Роберт Музиль - Прижизненное наследие
Эта скамейка и в войну стояла цела и невредима. В широкой, светлой лощине. Снаряды и пули проносились спокойно над ней - как корабли, как стаи рыб. Они ударяли где-то далеко позади нее, где не было никого и ничего, и с железным упорством, месяц за месяцем, разрушали ни в чем не повинный склон. Никто уже не мог сказать, зачем. Было ли это ошибкой военного искусства? Или капризом богов войны? Война записала эту скамейку в свои потери. А солнце с бескрайних высот протягивало ей свои лучи и весь день светило неустанно.
Тот, кто садился на эту скамью, застревал надолго. Губы переставали шевелиться. Сон сковывал руки и ноги, и каждая из них спала отдельно, словно это были мужчины, которые бросились на землю рядышком и в то же мгновение забыли друг о друге, сраженные смертельной усталостью. Даже дыхание становилось каким-то посторонним; оно делалось природным процессом; нет, оно не становилось "дыханием природы", это было нечто совсем другое: если ты замечал, что дышишь, - замечал равномерное, не зависящее от твоей воли движение груди, то это было нечто, причиненное забытью человека голубой громадой воздуха, нечто вроде беременности.
Трава вокруг была еще прошлогодняя; блеклая от снега и безобразная; она была настолько бескровной, как будто с нее только что отвернули камень. Вблизи и вдали виднелось множество бугров и выбоин, безо всякого толка и смысла, криволесье, горные пастбища. От этого неподвижного непокоя, от этого исходящего желтовато-зеленой пеной прибоя земли взгляд всякий раз устремлялся к высокому красному скальному зубцу, замыкавшему пейзаж впереди, и, рассеявшись на сотню отдельных перспектив, вновь убегал прочь. Он был даже не так уж высок, этот скальный зубец, но только над ним не было ничего, кроме светящейся пустоты. Жутко это было и до того нечеловечески прекрасно, как во времена сотворения мира.
Возле скамьи, на которую редко кто присаживался, маленькая мышка выстроила целую систему ходов. На обычной для мыши глубине, с норками, в которых можно укрыться, а потом появиться где-нибудь в другом месте. Она сновал там по кругу: останавливалась, принюхивалась, бежала дальше. Из сердитого громыхания воздуха вдруг выплыла невероятная тишина. Через спинку скамьи свесилась рука человека. Глаз - маленький, черный, с булавочную головку - уставился на нее. И на мгновение возникло такое странное чувство, как будто все поменялось местами и ты на самом деле уже как следует не знал, то ли вращается этот маленький живой черный глаз, то ли сдвигается с места грандиозная неподвижность гор. И уже не знал, что это: осуществление воли мира по отношению к одному существу или же - воли этой мышки, светящейся в одиноком крохотном глазке. Не знал больше: вершится ли еще борьба или уже воцарилась вечность.
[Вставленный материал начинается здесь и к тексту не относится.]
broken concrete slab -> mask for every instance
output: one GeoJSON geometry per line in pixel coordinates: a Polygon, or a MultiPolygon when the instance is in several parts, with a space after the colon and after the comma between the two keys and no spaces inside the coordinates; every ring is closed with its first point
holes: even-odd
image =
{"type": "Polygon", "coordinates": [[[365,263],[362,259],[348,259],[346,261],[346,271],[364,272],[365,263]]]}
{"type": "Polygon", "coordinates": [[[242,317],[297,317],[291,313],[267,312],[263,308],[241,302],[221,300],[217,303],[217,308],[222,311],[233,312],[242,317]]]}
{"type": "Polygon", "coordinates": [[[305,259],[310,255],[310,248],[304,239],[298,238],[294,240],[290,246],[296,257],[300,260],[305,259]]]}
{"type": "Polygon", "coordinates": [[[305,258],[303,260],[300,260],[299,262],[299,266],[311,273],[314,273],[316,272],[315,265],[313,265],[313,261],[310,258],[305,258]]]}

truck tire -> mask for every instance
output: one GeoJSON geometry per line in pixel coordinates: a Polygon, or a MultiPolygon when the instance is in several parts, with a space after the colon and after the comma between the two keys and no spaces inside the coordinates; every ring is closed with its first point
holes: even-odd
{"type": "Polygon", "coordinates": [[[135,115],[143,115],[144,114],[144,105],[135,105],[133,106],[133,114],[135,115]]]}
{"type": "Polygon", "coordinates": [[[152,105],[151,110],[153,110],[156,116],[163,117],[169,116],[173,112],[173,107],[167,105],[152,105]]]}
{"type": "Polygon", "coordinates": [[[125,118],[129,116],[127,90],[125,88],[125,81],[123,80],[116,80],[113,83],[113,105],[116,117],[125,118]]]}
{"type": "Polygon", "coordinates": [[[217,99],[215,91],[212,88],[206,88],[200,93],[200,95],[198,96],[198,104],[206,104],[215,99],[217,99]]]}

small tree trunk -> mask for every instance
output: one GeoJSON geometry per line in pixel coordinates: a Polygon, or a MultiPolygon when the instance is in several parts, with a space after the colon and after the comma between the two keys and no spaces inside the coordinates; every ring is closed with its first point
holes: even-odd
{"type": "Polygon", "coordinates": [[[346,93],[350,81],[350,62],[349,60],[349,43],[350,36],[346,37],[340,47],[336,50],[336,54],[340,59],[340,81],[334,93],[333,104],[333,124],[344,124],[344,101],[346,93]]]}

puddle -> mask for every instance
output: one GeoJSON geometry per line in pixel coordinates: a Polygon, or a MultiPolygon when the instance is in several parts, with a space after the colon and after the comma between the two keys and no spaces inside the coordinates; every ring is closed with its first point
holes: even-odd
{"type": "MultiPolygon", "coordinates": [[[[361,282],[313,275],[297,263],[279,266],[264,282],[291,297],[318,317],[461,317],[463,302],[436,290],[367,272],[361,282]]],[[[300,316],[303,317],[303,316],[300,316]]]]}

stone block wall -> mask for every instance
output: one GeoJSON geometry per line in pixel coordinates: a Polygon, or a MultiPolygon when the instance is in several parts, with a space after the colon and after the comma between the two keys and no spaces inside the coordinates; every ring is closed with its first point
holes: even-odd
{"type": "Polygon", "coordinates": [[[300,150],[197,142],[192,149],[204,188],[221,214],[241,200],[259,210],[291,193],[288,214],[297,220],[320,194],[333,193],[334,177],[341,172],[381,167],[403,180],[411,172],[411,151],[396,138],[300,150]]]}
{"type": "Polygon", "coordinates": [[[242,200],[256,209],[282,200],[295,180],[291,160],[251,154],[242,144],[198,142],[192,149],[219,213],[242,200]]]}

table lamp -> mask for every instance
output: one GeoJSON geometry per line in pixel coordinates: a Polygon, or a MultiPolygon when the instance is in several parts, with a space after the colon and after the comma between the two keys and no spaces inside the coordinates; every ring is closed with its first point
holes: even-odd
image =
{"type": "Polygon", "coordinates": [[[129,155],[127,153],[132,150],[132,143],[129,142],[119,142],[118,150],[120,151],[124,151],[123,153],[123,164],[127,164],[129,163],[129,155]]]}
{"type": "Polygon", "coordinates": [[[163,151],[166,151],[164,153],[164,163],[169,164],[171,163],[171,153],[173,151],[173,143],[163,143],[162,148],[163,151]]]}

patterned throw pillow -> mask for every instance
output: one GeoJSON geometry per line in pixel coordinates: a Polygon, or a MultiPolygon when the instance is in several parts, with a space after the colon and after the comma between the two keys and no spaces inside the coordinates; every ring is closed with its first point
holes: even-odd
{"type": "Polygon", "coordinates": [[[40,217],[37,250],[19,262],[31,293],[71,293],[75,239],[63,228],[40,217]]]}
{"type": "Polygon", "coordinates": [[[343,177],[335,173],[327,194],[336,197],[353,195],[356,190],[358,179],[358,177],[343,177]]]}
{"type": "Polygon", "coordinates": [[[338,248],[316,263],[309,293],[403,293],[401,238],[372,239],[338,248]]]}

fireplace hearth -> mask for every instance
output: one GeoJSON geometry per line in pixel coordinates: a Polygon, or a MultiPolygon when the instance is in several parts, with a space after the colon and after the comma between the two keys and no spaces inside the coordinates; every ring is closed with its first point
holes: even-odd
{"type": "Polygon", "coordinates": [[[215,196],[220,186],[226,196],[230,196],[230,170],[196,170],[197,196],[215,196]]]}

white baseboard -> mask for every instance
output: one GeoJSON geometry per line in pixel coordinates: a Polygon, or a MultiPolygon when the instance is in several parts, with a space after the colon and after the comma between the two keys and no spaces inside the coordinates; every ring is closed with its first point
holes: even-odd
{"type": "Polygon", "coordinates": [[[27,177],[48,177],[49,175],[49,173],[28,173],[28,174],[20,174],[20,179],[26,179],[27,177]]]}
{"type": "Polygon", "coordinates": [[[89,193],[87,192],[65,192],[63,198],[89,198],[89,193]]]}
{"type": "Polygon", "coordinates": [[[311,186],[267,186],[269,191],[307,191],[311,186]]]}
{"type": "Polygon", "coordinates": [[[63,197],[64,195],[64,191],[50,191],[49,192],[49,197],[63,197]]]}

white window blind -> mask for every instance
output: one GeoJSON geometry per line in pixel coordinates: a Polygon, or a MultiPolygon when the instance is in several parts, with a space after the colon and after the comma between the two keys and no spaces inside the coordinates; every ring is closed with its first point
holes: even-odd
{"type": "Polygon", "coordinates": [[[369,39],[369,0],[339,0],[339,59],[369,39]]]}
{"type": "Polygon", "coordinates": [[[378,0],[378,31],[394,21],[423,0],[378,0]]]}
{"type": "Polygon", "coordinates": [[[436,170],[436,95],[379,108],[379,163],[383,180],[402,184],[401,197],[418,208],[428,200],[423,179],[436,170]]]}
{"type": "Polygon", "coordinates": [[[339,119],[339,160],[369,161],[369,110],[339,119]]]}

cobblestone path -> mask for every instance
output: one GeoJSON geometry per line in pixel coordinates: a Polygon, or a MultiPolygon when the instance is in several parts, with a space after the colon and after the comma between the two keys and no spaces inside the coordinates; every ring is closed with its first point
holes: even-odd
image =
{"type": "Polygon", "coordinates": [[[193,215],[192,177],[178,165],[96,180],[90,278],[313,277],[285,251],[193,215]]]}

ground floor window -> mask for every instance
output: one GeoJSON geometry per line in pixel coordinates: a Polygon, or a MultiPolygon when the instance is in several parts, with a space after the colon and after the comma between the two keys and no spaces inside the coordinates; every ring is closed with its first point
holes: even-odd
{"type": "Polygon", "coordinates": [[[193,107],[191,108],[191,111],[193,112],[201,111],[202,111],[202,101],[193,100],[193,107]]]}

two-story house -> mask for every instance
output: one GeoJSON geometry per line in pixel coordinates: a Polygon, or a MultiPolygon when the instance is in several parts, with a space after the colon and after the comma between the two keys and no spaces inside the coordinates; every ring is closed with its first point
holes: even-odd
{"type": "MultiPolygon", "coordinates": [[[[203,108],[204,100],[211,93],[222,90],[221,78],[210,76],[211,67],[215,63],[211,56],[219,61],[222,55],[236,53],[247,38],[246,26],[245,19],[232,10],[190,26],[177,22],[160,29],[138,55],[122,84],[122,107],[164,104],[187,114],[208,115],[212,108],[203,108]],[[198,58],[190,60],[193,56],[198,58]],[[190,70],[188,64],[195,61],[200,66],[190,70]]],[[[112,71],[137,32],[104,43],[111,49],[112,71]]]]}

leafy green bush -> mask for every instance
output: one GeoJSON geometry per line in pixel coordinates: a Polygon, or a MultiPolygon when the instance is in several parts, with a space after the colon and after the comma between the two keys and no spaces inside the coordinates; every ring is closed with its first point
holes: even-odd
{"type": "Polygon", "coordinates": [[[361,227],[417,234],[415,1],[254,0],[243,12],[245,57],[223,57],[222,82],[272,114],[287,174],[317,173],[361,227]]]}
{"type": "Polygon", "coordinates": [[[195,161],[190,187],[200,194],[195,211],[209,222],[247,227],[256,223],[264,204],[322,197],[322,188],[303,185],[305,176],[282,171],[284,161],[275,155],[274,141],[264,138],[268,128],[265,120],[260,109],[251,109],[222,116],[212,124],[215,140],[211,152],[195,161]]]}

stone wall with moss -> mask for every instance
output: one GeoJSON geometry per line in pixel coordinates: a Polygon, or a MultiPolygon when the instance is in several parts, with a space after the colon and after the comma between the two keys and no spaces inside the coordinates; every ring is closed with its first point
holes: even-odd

Можно было бы и дальше пространно и свободно распространяться о предметах, которые ощутил как незнакомые, но маленькая история уже закончилась, ибо она, в сущности, всякий раз подходит к концу, прежде чем ты в точности определил, где она прекращается.
СВЕРХТОНКИЙ СЛУХ
Я улегся в постель раньше обычного, похоже я немного простужен, даже, по-моему, и температура поднялась. Я смотрю на потолок, а может быть, то, что я разглядываю, - рыжеватая портьера, занавешивающая балконную дверь в моем гостиничном номере; понять трудно.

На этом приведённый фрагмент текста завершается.